Dan benar saja, sosok yang dia panggil Ayah itu menoleh. Anin tahu kalau saat mata mereka bertemu, ada keterkejutan yang mengalir jelas di dalam iris kelam lelaki itu. Iris kelam yang mengingatkan Anin pada sosok lain yang memeluknya erat tadi malam. Dua orang itu terlalu mirip, bahkan untuk ukuran orang asing, kedua orang itu akan langsung dianggap sebagai keluarga saking miripnya.
“Ayah, ini Anin.”
Sosok itu masih terdiam kaku, namun Anin menangkap melalui matanya kalau kedua tangan yang dulu selalu tampak gagah itu bergetar samar. Anin maju satu langkah lebih dekat, sebelum kemudian menatap lelaki di hadapannya dengan tatapan lurus.
Tiga tahun.
Anin tidak pernah melihat sosok itu lagi setelah tiga tahun yang lalu dia berpisah dari Jeandra. Maka ketika sekarang sosok itu berada di hadapannya, Anin merasa kalau banyak pertanyaan yang ingin dia ajukan pada lelaki tinggi itu. Amat banyak, sampai dadanya langsung sesak ketika sekali lagi menatap binar kelam dari iris segelap malam yang menyorot sayu di depannya.
Oh, tidak.
Mereka berdua terlalu mirip. Ayah dan anak itu terlalu mirip sampai rasanya, Anin seperti tengah berhadapan langsung dengan Jeandra. Rasanya terlalu menyesakkan, terutama ketika Anin sadar kalau baik Jeandra maupun sosok di depannya ini, sama-sama punya tatapan sayu dan menyedihkan yang persis.

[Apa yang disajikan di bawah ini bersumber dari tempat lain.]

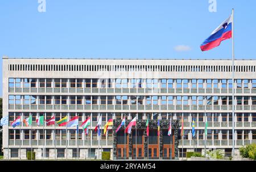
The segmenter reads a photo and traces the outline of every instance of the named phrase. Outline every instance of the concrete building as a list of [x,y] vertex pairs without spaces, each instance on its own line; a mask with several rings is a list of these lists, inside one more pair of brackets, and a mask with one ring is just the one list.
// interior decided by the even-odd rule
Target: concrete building
[[[188,152],[204,151],[205,113],[208,123],[207,149],[220,149],[229,156],[232,148],[232,103],[237,153],[241,146],[256,143],[256,61],[234,63],[235,100],[232,101],[230,60],[4,57],[3,116],[9,115],[10,123],[3,128],[4,158],[7,159],[9,155],[9,158],[26,159],[26,152],[31,149],[37,159],[101,158],[102,151],[110,152],[112,159],[123,158],[125,150],[127,158],[143,158],[148,148],[151,158],[170,158],[171,151],[174,156],[174,141],[167,136],[167,128],[161,126],[160,136],[156,127],[150,128],[148,148],[145,148],[144,130],[141,128],[127,135],[125,144],[121,128],[115,135],[117,144],[113,145],[110,126],[107,134],[101,135],[99,147],[94,128],[100,115],[102,132],[111,118],[120,121],[125,117],[127,120],[137,117],[139,124],[140,121],[144,123],[148,117],[152,123],[158,119],[163,122],[171,117],[183,117],[183,155],[179,137],[181,157]],[[18,117],[23,121],[30,115],[32,126],[26,127],[24,122],[15,128],[10,125]],[[39,116],[44,119],[54,116],[57,121],[67,115],[69,119],[78,116],[80,125],[90,117],[89,134],[86,135],[81,127],[77,134],[75,127],[48,126],[45,122],[38,126],[36,122]],[[129,147],[128,143],[133,145]]]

“Ada banyak hal yang aku mau tanyain ke Ayah soal Jeandra, tapi aku lagi buru-buru.” Anin mencoba membersihkan tenggorokannya dengan sedikit berdehem. Tangannya sibuk mengeluarkan sesuatu dari dalam dompet kecil yang dia bawa dari dalam tas.
“Ini kontakku, Ayah bisa hubungi aku kapan aja.” Anin menyerahkan sebuah kartu nama yang selalu dia simpan, sebelum melangkah mundur dan kembali memaku tatap pada sosok di hadapannya.

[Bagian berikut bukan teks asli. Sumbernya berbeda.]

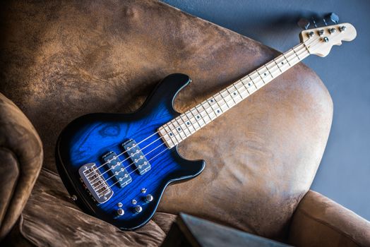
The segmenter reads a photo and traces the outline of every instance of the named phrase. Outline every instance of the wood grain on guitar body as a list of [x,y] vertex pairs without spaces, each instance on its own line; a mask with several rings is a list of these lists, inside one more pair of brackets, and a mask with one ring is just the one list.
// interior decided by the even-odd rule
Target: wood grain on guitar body
[[333,45],[355,37],[350,23],[304,30],[300,44],[183,114],[172,102],[191,80],[179,73],[163,79],[133,113],[83,116],[58,139],[63,182],[85,212],[121,229],[140,227],[153,217],[170,183],[204,169],[204,161],[178,153],[179,143],[309,55],[325,56]]

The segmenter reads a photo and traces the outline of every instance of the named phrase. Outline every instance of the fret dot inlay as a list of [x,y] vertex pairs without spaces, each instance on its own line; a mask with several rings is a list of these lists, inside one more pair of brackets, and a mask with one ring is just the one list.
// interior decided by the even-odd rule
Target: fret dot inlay
[[[167,147],[171,148],[176,146],[181,141],[279,76],[285,70],[309,56],[309,52],[306,51],[306,48],[304,53],[299,52],[299,56],[298,56],[296,52],[301,52],[302,49],[304,50],[304,44],[299,44],[297,47],[293,48],[294,53],[291,54],[289,52],[279,56],[264,65],[264,67],[257,68],[225,90],[202,102],[185,113],[185,119],[180,116],[161,126],[160,134]],[[186,119],[187,120],[185,121]]]

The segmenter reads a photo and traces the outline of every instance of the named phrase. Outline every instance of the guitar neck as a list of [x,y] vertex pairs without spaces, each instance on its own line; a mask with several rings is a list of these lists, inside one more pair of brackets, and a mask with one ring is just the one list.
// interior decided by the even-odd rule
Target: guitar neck
[[300,43],[238,80],[227,88],[158,128],[169,148],[173,147],[307,57],[309,47]]

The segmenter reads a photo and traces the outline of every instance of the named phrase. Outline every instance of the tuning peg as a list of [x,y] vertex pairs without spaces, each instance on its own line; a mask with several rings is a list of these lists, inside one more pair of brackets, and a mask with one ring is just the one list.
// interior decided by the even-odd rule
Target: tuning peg
[[298,24],[298,26],[302,29],[307,30],[307,28],[309,27],[310,23],[307,19],[300,18],[297,24]]
[[315,18],[314,17],[312,17],[311,19],[312,19],[312,23],[314,23],[314,25],[315,26],[315,28],[317,28],[317,25],[316,25],[316,22],[315,20]]
[[339,16],[335,13],[330,13],[325,16],[324,21],[326,23],[332,21],[335,24],[338,24],[339,23]]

“Aku ngga tau apa yang terjadi sama kalian tiga tahun lalu, tapi yang jelas apapun yang terjadi, itu mengubah hidup Jean dan berakhir bikin dia hancur. Masalahnya di sini, bukan cuma Jeandra yang hancur. Tapi aku juga hancur.”
Anin berusaha sekuat tenaga menahan sesak yang mengerubungi dadanya, sebelum kembali melanjutkan kalimatnya yang menggantung.

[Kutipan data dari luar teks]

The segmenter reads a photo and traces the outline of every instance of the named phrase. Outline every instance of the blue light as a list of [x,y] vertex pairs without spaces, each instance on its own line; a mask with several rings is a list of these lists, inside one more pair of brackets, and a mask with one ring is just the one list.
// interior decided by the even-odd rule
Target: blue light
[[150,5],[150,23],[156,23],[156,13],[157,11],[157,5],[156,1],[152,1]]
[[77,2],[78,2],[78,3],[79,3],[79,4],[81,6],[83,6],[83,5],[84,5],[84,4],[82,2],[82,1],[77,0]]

“Kalau semua masalah yang Jean timbulkan itu ada hubungannya sama Ayah, aku mohon bantu aku supaya bisa ngerti. Di kartu nama itu ada kontakku, Ayah bisa hubungi aku kapan aja Ayah siap.”
Itu kalimat terakhirnya sebelum beranjak dari sana. Anin bahkan melupakan Aksara yang kini sibuk mencari keadaannya. Pertemuannya dengan sosok yang dulu selalu Jeandra elu-elukan sebagai panutan itu terlalu mengejutkan.
Walau sebetulnya, dia sudah bisa menebak kalau ada yang tidak beres di antara Jeandra dan ayahnya, tapi Anin memilih untuk memberanikan diri. Dia butuh jawaban, segera.
Anin kembali menoleh ke arah restoran yang dia tinggalkan. Matanya mengarah pada sosok yang tadi dia temui, memperhatikan bagaimana raut wajah lelaki itu berubah penuh bimbang sebelum akhirnya mengacak rambut frustasi.
Di detik dia memperhatikan setiap gerakan kecil yang lelaki itu lakukan, Anin lagi-lagi tersadar. Kalau Jeandra dan ayahnya memang semirip itu, terlampau terlalu mirip. Hingga saat matanya mengarah pada ayah Jean yang tengah dilanda resah, Anin seperti bisa melihat bagaimana Jean akan melakukan hal yang sama ketika berada di situasi yang sama.